Know Your Instruments: Ensuring Depth and Temperature Data from Pop- Up Satellite Archival Tags Are Reported CorrectlyJuerg M Brunnschweiler*
Independent Researcher, Gladbachstrasse 60, CH-8044 Zurich, Switzerland
- *Corresponding Author:
- Juerg M Brunnschweiler
CH-8044 Zurich, Switzerland
E-mail: [email protected]
Received date: September 23, 2013; Accepted date: February 06, 2014; Published date: February 28, 2014
Citation: Brunnschweiler JM (2014) Know Your Instruments: Ensuring Depth and Temperature Data from Pop-Up Satellite Archival Tags Are Reported Correctly. J Ecosys Ecograph S4:004. doi:10.4172/2157-7625.1000S4-004
Copyright: © 2014 Brunnschweiler JM . This is an open-access article distributed under the terms of the Creative Commons Attribution License, which permits unrestricted use, distribution, and reproduction in any medium, provided the original author and source are credited.

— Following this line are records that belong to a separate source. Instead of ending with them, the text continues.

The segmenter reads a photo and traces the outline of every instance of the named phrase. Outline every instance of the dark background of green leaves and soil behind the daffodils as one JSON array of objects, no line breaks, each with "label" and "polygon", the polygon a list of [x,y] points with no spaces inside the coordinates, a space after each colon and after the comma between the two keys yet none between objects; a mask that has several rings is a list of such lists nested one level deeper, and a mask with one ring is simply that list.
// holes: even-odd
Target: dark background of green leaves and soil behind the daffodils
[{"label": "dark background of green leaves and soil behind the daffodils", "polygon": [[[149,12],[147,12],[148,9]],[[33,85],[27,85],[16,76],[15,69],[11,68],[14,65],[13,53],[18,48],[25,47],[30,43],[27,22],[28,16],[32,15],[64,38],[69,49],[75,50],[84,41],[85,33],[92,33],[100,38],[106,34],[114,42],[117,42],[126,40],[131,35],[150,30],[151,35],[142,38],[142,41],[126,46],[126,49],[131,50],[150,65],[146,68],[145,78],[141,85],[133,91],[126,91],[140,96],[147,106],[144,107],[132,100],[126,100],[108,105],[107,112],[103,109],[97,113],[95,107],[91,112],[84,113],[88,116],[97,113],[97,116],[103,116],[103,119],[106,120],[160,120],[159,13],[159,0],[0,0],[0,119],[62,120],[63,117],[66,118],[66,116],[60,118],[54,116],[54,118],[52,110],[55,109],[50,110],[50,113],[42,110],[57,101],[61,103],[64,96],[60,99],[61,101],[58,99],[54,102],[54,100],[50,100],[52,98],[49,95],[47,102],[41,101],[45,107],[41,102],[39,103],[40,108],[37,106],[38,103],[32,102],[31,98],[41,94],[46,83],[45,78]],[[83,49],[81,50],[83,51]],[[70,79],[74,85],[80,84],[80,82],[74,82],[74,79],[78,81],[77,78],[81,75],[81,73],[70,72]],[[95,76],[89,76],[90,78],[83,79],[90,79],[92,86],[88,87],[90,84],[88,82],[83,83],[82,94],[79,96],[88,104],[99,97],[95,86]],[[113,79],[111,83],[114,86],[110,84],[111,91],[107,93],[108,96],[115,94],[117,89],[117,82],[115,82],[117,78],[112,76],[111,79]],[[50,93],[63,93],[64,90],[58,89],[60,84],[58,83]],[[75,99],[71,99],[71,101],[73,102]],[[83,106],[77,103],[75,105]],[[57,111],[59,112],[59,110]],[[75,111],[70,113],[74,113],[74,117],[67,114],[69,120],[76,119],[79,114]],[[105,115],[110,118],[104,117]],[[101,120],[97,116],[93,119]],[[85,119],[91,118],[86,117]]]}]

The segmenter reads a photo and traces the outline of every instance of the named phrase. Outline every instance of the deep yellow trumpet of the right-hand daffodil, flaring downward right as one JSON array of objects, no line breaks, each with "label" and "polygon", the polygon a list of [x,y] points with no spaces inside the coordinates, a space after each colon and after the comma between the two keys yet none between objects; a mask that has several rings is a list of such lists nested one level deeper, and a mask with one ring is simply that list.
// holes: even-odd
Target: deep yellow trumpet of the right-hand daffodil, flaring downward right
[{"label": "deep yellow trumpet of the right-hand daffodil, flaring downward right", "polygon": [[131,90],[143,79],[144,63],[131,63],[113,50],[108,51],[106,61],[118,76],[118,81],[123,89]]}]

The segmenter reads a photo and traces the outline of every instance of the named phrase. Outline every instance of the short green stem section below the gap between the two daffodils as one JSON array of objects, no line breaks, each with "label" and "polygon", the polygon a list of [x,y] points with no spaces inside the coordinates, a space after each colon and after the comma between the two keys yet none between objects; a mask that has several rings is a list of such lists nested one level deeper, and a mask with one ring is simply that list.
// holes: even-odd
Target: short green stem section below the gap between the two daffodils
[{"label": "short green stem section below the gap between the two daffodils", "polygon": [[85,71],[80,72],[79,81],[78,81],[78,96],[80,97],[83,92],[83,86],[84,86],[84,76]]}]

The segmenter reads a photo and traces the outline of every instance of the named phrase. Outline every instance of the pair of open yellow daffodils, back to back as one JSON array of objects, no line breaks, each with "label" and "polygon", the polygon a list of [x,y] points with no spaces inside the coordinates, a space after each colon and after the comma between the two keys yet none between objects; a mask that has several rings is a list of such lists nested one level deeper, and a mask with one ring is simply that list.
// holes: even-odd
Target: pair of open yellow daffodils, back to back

Pop-up satellite archival tags (PSATs) are electronic devices attached externally to aquatic animals that collect data such as light-level, pressure and temperature. After the PSAT has popped off and floats to the sea surface, archived data are transmitted via the Argos satellite system to the user, eventually providing insight into the spatial ecology of the study animals. Raw data received via the Argos satellite system are either processed directly by the manufacturer of the tag, or the tag manufacturer provides the user with custom-made analysis software, both resulting in data conditioned in files that can then be used for further analysis. Here I argue that insufficient knowledge by users about how PSATs record, archive and transmit data can be problematic. I revisit a dataset previously published from adult bull sharks Carcharhinus leucas to give an example of how erroneous depth and temperature data can slip into the peer-reviewed literature. I encourage PSAT users to engage in personal communication with tag manufacturers in order to understand how PSATs record, archive, process and transmit data. I argue that scientists must accurately report what data from PSATs they included and/or excluded in the analysis in order to avoid the publication of incomplete data.